There was apparently some kind of mix-up that caused there not to be a word for yesterday.

Execrable \EK-sih-kruh-buhl\, adjective:

1. Deserving to be execrated; detestable; abominable.
2. Extremely bad; of very poor quality; very inferior.

His human-rights record was abysmal. His relations with Washington were adversarial.

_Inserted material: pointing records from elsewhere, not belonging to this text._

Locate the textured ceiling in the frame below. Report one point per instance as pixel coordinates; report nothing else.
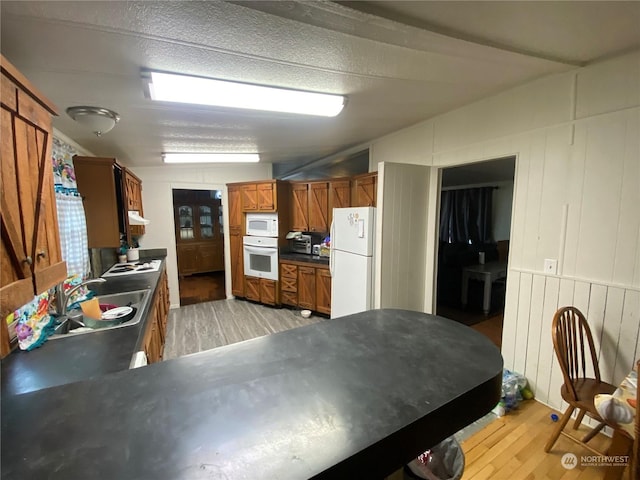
(394, 71)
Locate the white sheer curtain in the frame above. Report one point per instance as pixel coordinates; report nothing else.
(73, 231)
(71, 220)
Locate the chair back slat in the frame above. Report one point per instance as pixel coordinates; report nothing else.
(574, 347)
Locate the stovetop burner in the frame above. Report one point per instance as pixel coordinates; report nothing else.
(132, 268)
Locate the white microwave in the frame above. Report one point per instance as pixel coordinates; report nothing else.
(262, 224)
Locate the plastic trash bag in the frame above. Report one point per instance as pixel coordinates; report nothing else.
(445, 461)
(513, 386)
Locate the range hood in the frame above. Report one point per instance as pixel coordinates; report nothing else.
(136, 219)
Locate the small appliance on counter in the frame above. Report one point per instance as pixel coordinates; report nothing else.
(301, 244)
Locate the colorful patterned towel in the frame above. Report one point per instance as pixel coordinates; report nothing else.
(34, 322)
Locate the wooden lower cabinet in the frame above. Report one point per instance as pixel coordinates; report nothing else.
(323, 290)
(200, 257)
(261, 290)
(305, 285)
(237, 262)
(155, 334)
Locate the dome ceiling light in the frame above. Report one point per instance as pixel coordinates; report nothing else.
(97, 119)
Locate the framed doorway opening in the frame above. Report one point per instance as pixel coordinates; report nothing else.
(199, 235)
(473, 249)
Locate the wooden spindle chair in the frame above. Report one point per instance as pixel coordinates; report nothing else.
(575, 350)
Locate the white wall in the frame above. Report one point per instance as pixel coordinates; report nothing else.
(157, 198)
(501, 210)
(576, 198)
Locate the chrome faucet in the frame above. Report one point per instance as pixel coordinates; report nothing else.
(62, 298)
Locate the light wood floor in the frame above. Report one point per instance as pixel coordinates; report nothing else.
(512, 447)
(199, 327)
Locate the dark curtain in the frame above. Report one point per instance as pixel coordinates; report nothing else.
(465, 215)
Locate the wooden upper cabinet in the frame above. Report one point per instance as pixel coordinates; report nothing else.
(267, 198)
(235, 208)
(104, 209)
(339, 196)
(307, 287)
(318, 207)
(249, 195)
(133, 198)
(365, 190)
(300, 207)
(259, 197)
(30, 257)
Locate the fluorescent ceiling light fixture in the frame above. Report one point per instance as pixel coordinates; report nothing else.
(170, 87)
(210, 157)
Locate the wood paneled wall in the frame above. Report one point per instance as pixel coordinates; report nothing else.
(613, 314)
(401, 245)
(576, 199)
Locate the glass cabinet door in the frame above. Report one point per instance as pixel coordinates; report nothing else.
(206, 222)
(185, 217)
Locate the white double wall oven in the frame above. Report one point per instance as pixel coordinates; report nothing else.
(260, 246)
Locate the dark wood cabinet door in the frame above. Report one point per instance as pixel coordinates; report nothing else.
(237, 263)
(97, 186)
(252, 288)
(249, 198)
(211, 256)
(30, 255)
(339, 197)
(268, 291)
(235, 207)
(266, 195)
(289, 270)
(307, 287)
(289, 298)
(187, 259)
(132, 187)
(323, 290)
(318, 207)
(300, 207)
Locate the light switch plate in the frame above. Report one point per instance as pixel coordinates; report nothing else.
(550, 266)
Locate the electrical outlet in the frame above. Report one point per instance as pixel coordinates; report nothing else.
(550, 266)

He rivaled Zimbabwe’s execrable Robert Mugabe for the title “Africa’s Saddam.”
— James S. Robbins, “The Liberian Opportunity”, National Review, July 8, 2003

For while agents and editors often misunderstand their market and sometimes reject good or even great works, they do prevent a vast quantity of truly execrable writing from being published.
— Laura Miller, “Slush, slush, sweet Stephen”, Salon, July 25, 2000

Any theatergoer who has ever felt the urge to murder an actor for an execrable performance should get a kick out of two backstage mysteries that do the deed with a nice theatrical flourish.
— Marilyn Stasio, review of The Gold Gamble, by Herbert Resnicow and Death Mask, by Jane Dentinger, New York Times, October 30, 1988

The decision to level the ancient cathedral is described candidly by one latter-day authoritative guidebook as having demonstrated “execrable taste.”
— Dick Grogan, “Pillars speak out to save cathedral”, Irish Times, June 11, 1997

Execrable derives from Latin exsecrabilis, execrabilis, from exsecrari, execrari, “to execrate, to curse,” from ex-, “out of, away from, outside of” + sacer, “sacred.”

Dictionary.com Entry and Pronunciation for execrable

Considering the ridiculously heavy rotation these commercials got, the sheer annoyance of the character and the oversaturation of him, these commercials surely qualify as execrable. I don’t know how this comes up on a search for the word though.